WRF-Hydro Streamflow Prediction Driven by West-WRF Ensemble Precipitation: A Case Study in Californias Lake Mendocino Basin

Skillful hydrologic forecasts are critical during extreme precipitation events, such as the atmospheric river (AR) events. However, such forecasts carry significant uncertainties from the precipitation forecast from a weather model and from the hydrological model. Consequently, ensemble forecasting is needed to capture a range of forecast uncertainties. We develop hourly WRF-Hydro ensemble streamflow forecasts driven by 64-member ensemble West-WRF meteorological forecasts, with 9-km resolution downscaled to 1-km land surface model resolution.
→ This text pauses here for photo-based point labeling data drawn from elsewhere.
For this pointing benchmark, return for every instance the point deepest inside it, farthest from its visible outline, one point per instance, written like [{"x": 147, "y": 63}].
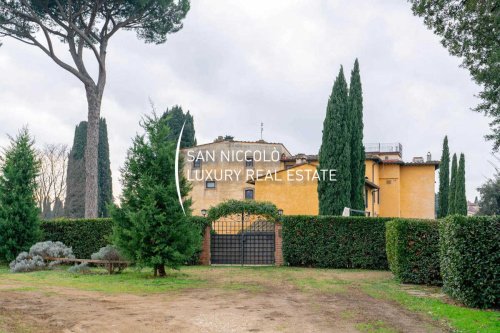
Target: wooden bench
[{"x": 109, "y": 264}]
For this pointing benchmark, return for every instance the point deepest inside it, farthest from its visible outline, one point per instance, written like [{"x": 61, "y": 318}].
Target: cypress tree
[
  {"x": 75, "y": 184},
  {"x": 105, "y": 185},
  {"x": 356, "y": 133},
  {"x": 75, "y": 176},
  {"x": 58, "y": 209},
  {"x": 150, "y": 225},
  {"x": 460, "y": 198},
  {"x": 19, "y": 213},
  {"x": 335, "y": 152},
  {"x": 453, "y": 186},
  {"x": 444, "y": 180},
  {"x": 175, "y": 118},
  {"x": 46, "y": 209}
]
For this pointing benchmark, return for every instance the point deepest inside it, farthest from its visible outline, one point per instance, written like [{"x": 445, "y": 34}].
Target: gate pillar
[
  {"x": 205, "y": 250},
  {"x": 278, "y": 249}
]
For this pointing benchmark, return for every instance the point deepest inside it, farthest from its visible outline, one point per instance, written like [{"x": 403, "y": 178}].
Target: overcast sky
[{"x": 236, "y": 64}]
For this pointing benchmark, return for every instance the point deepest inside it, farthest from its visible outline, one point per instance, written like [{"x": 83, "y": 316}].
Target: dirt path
[{"x": 212, "y": 310}]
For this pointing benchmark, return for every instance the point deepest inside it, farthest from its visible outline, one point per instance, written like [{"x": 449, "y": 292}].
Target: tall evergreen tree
[
  {"x": 75, "y": 184},
  {"x": 335, "y": 152},
  {"x": 75, "y": 187},
  {"x": 356, "y": 133},
  {"x": 46, "y": 212},
  {"x": 19, "y": 213},
  {"x": 151, "y": 227},
  {"x": 453, "y": 186},
  {"x": 444, "y": 180},
  {"x": 105, "y": 187},
  {"x": 460, "y": 197},
  {"x": 175, "y": 119}
]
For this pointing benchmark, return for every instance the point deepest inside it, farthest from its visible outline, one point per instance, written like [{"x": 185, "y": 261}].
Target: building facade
[{"x": 393, "y": 188}]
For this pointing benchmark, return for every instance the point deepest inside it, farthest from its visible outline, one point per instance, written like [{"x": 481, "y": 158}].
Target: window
[
  {"x": 249, "y": 194},
  {"x": 197, "y": 163}
]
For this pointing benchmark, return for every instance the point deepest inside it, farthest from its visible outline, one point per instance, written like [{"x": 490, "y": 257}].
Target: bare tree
[
  {"x": 52, "y": 178},
  {"x": 88, "y": 25}
]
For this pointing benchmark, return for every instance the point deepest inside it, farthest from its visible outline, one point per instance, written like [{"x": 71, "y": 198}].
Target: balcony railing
[{"x": 384, "y": 148}]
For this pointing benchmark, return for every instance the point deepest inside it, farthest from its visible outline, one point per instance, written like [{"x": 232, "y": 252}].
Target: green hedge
[
  {"x": 413, "y": 250},
  {"x": 201, "y": 223},
  {"x": 85, "y": 236},
  {"x": 470, "y": 259},
  {"x": 333, "y": 241}
]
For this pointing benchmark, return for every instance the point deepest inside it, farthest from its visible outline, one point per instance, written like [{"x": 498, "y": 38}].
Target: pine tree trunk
[{"x": 91, "y": 151}]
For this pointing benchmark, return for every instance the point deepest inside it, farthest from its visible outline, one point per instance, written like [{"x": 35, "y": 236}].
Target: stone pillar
[
  {"x": 205, "y": 250},
  {"x": 278, "y": 245}
]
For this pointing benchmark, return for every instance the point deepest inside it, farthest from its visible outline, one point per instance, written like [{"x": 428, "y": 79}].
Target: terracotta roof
[
  {"x": 371, "y": 184},
  {"x": 295, "y": 157},
  {"x": 278, "y": 171}
]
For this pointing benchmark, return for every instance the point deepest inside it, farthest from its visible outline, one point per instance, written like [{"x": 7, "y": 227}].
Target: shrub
[
  {"x": 51, "y": 249},
  {"x": 34, "y": 260},
  {"x": 413, "y": 250},
  {"x": 334, "y": 241},
  {"x": 110, "y": 253},
  {"x": 470, "y": 259},
  {"x": 85, "y": 236}
]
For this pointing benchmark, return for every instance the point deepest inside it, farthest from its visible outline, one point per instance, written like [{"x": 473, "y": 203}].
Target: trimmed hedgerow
[
  {"x": 85, "y": 236},
  {"x": 334, "y": 241},
  {"x": 470, "y": 259},
  {"x": 413, "y": 250}
]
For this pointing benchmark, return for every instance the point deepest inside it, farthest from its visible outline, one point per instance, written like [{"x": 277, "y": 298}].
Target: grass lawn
[{"x": 345, "y": 284}]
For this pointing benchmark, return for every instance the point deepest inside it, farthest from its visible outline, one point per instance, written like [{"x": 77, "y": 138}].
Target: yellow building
[
  {"x": 393, "y": 188},
  {"x": 220, "y": 170}
]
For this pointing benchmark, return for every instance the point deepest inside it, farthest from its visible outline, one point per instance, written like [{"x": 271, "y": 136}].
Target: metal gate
[{"x": 242, "y": 240}]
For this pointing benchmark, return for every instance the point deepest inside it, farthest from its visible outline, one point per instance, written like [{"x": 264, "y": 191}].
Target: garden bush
[
  {"x": 413, "y": 250},
  {"x": 34, "y": 259},
  {"x": 110, "y": 253},
  {"x": 85, "y": 236},
  {"x": 334, "y": 241},
  {"x": 470, "y": 259},
  {"x": 82, "y": 268}
]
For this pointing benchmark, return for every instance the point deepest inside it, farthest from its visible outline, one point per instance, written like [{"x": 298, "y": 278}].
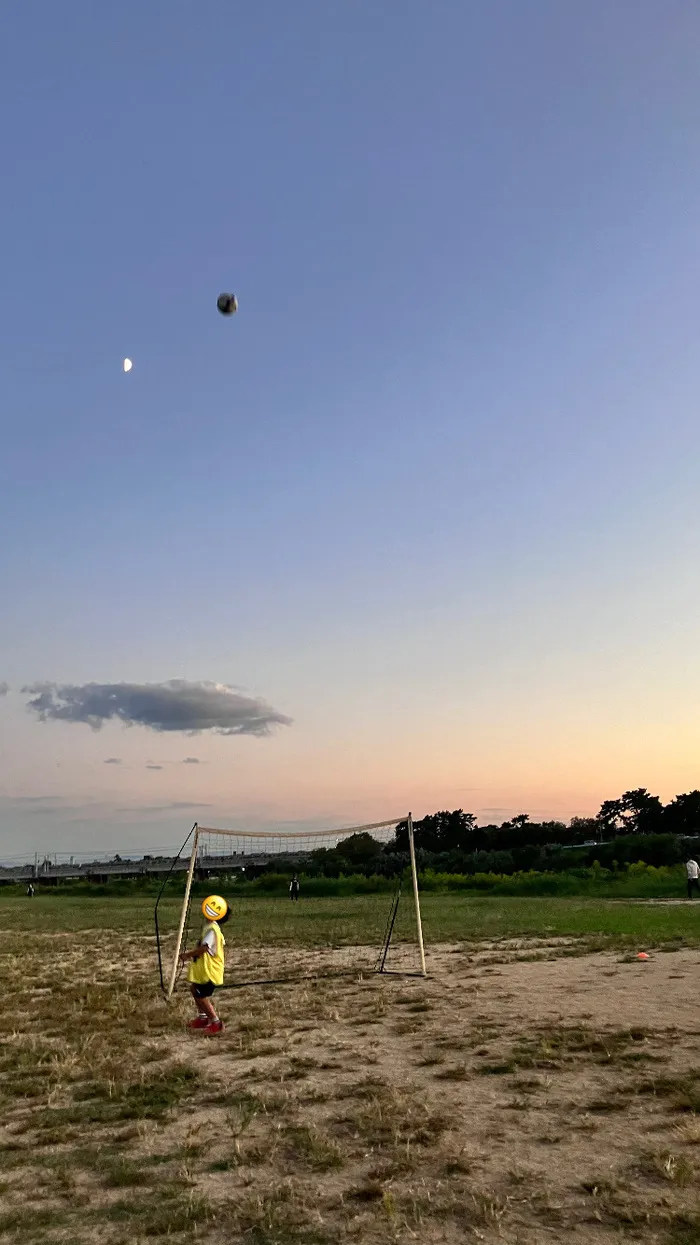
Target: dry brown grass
[{"x": 358, "y": 1109}]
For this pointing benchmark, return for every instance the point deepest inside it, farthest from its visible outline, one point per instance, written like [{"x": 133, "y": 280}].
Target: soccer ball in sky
[{"x": 227, "y": 304}]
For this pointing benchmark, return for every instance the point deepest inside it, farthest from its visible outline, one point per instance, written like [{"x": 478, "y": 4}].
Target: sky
[{"x": 417, "y": 527}]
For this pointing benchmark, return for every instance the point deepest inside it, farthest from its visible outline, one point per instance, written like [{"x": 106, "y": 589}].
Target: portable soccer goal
[{"x": 303, "y": 904}]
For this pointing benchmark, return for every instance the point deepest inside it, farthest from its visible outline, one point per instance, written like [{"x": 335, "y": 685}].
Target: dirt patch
[{"x": 525, "y": 1092}]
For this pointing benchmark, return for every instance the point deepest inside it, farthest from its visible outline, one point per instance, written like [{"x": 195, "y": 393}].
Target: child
[{"x": 206, "y": 969}]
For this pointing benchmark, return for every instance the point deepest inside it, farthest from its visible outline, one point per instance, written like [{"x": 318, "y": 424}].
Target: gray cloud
[{"x": 176, "y": 705}]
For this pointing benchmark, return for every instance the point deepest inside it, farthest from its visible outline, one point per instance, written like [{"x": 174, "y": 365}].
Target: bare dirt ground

We present a case study to evaluate WRF-Hydro ensemble forecasts performance at 24- to 120-hr lead times during a series of AR events in January-February of water years 2017 and 2019. This study focuses on evaluating the coupled meteorological-hydrological model ensemble behavior and its error over the Lake Mendocino basin in Northern California, specifically: 1) if the ensemble sufficiently captures a range of forecast uncertainties related to different categories of AR meteorology, and 2) how much the uncertainties of the ensemble precipitation input affect WRF-Hydro streamflow forecasts. The West-WRF ensemble precipitation shows underestimations throughout the Lake Mendocino domain. The ensemble spread and the underestimation are accentuated at longer lead times and with larger precipitation events. For example, during the 7-11 January 2017 AR event, the underestimation for the ensemble mean amounts up to 30 mm/day at 24-hr lead time and 50 mm/day at 120-hr lead time. The underestimation similarly occurs in the WRF-Hydro ensemble streamflow forecasts, where the peak flow underestimation amounts up to 92 m3/s (24-hr lead) and 138 m3/s (120-hr lead) at USGS Calpella gauge. The ensemble streamflows also exhibit 6- to 12-hr delays in the peak flow timing and flow overestimations during recession periods, relative to the observation. This evaluation is ultimately pivotal to our effort to develop this coupled-ensemble modeling framework into a near-real time system.